Saya dan teman-teman di daerah sudah berupaya agar eksekutif di daerah, seperti gubernur dan walikota, bupati, bisa ditembus melalui independen. Sekarang saya ingin supaya di tingkat nasional juga bisa ditembus melalu jalur independen juga.
Bukan itu saja, bagaimana nanti agar di tingkat DPR, DPRD I, DPRD II, bisa diisi perseorangan. Kalau sekarang baru DPD yang melalui jalur independen. Saya harus ikut mencalonkan agar ada legal standing, bahwa ada yang ingin maju jadi presiden tapi tidak bisa, karena undang-undang tentang ketentuan capres hanya bisa diusung parpol.
Alasan kedua, saya sebagai aktivis prodemokrasi, yang berjuang sejak tahun 80-an, pernah ditahan tiga tahun termasuk dibuang ke Nusa Kambangan, merasa bahwa agenda reformasi gagal. Kegagalan ini karena para aktivis prodemokrasi tidak mengatur, mengarahkan ke mana demokrasi berjalan. Praktis dua agende gerakan reformasi yaitu korupsi Soeharto dan kejahatan HAM tidak ditangani hingga 10 tahun terakhir. Padahal, dua hal ini yang membakar gerakan reformasi.
Dua kejahatan itu tidak tertangani karena mereka yang menjadi pimpinan nasional ada hubungan historis maupun hutang politik dan ekonomi dengan Orde Baru.
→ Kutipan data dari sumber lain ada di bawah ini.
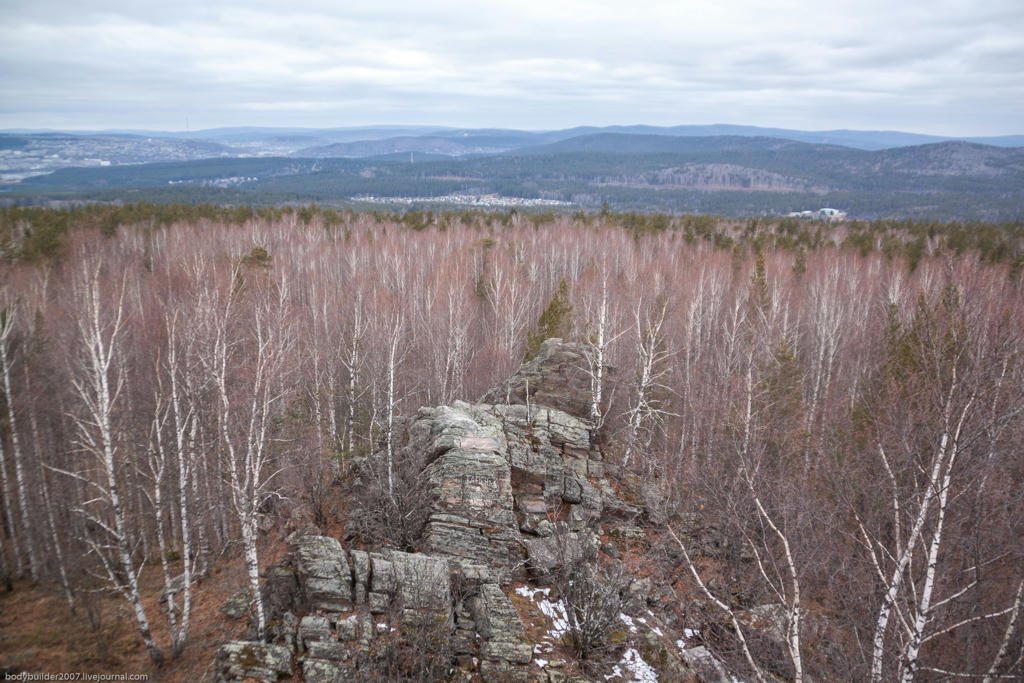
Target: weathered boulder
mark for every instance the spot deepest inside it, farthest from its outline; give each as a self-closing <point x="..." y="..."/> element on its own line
<point x="237" y="605"/>
<point x="473" y="516"/>
<point x="558" y="377"/>
<point x="323" y="671"/>
<point x="241" y="659"/>
<point x="312" y="628"/>
<point x="505" y="652"/>
<point x="324" y="573"/>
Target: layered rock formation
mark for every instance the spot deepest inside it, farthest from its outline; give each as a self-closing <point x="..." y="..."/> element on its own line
<point x="518" y="492"/>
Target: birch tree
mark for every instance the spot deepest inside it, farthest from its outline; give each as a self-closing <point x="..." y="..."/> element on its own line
<point x="98" y="383"/>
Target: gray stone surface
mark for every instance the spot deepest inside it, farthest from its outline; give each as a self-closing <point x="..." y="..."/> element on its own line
<point x="237" y="606"/>
<point x="505" y="647"/>
<point x="559" y="377"/>
<point x="312" y="628"/>
<point x="473" y="516"/>
<point x="322" y="671"/>
<point x="324" y="573"/>
<point x="241" y="659"/>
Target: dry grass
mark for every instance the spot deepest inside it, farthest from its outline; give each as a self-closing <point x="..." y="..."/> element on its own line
<point x="39" y="634"/>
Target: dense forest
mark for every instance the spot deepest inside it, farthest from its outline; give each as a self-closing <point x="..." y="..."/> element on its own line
<point x="844" y="399"/>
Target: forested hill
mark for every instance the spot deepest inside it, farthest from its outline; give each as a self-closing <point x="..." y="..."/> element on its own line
<point x="728" y="175"/>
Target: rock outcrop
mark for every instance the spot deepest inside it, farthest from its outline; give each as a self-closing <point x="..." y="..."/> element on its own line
<point x="518" y="493"/>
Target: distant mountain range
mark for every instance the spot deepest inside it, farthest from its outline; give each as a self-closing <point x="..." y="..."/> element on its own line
<point x="731" y="170"/>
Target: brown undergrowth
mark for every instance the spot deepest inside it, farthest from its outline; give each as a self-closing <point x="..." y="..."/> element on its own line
<point x="39" y="634"/>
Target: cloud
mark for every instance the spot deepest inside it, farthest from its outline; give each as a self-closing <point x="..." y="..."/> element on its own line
<point x="945" y="67"/>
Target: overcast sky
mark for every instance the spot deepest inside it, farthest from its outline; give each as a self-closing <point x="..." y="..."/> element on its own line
<point x="941" y="67"/>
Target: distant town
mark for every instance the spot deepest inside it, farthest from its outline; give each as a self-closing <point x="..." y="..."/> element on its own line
<point x="820" y="214"/>
<point x="466" y="200"/>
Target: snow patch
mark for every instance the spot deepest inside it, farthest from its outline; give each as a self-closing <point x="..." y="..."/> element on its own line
<point x="553" y="610"/>
<point x="634" y="664"/>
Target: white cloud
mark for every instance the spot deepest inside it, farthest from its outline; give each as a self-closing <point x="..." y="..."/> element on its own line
<point x="945" y="67"/>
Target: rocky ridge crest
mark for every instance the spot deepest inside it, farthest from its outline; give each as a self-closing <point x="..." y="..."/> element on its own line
<point x="518" y="493"/>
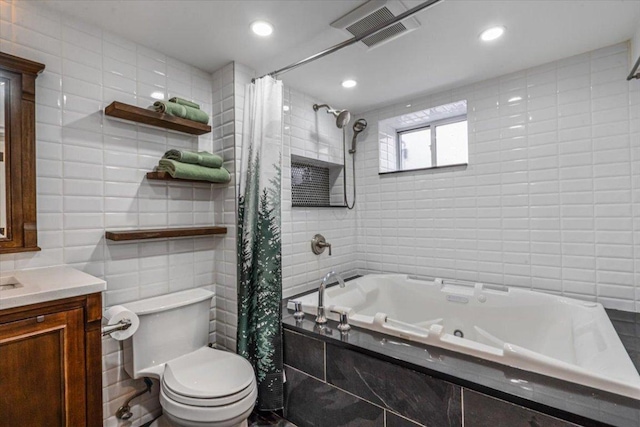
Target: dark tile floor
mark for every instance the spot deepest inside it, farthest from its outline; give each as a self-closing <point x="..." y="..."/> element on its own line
<point x="268" y="419"/>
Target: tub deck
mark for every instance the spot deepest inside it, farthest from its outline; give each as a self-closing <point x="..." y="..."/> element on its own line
<point x="551" y="335"/>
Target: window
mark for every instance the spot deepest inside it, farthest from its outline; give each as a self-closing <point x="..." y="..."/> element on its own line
<point x="441" y="143"/>
<point x="424" y="139"/>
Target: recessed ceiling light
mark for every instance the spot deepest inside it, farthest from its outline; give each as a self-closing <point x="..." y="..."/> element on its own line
<point x="491" y="34"/>
<point x="349" y="83"/>
<point x="262" y="28"/>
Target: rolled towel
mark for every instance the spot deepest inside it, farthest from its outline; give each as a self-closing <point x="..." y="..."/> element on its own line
<point x="170" y="108"/>
<point x="195" y="114"/>
<point x="184" y="102"/>
<point x="202" y="158"/>
<point x="196" y="172"/>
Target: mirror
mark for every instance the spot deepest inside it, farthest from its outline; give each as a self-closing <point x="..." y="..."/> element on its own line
<point x="18" y="229"/>
<point x="3" y="169"/>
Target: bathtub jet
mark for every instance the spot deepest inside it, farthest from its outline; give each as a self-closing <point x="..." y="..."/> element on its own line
<point x="551" y="335"/>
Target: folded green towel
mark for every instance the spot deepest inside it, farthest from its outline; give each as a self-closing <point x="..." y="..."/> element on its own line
<point x="170" y="108"/>
<point x="196" y="115"/>
<point x="181" y="111"/>
<point x="185" y="102"/>
<point x="202" y="158"/>
<point x="188" y="171"/>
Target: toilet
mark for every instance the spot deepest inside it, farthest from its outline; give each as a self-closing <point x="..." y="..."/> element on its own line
<point x="199" y="386"/>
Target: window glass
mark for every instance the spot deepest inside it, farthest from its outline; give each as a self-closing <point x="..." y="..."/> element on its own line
<point x="452" y="144"/>
<point x="423" y="139"/>
<point x="414" y="149"/>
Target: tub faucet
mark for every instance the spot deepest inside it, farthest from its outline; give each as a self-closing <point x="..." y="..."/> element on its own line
<point x="321" y="319"/>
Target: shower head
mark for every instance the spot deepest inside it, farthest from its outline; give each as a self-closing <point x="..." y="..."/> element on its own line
<point x="358" y="126"/>
<point x="343" y="117"/>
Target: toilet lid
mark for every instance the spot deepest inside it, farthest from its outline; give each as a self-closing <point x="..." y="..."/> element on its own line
<point x="208" y="373"/>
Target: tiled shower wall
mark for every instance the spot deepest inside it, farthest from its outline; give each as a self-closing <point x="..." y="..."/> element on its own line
<point x="313" y="135"/>
<point x="91" y="169"/>
<point x="550" y="199"/>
Sepuluh tahun sudah cukup, saatnya kaum kekuatan prodemokrasi mengambil alih kekuasaan politik.
Ketiga, muncul kesadaran bahwa sepuluh tahun terakhir, gerakan prodemokrasi terutama yang berakar dari gerakan mahasiswa hanya bisa menumbang kekuasaan Orde Baru, tapi belum pernah mengambil alih kekuasaan politik.
Apakah langkah Anda justru tidak mendegradasi parpol, yang sebenarnya elemen penting demokrasi?
Demokrasi tertua adalah Amerika Serikat, yaitu sejak 200 tahun lalu. Sejak hari pertama mereka merdeka, calon independen sudah boleh ada. Negara yang menjalankan sistem demokrasi umumnya mengizinkan independen untuk masuk.
Contoh yang paling dekat dengan kita adalah Malaysia. Sekarang di Malaysia ada dua dari calon independen yang masuk DPR-nya. Begitu pula di Korea Selatan, yang eksekutif maupun legislatifnya boleh dimasuki melalui jalur independen maupun parpol.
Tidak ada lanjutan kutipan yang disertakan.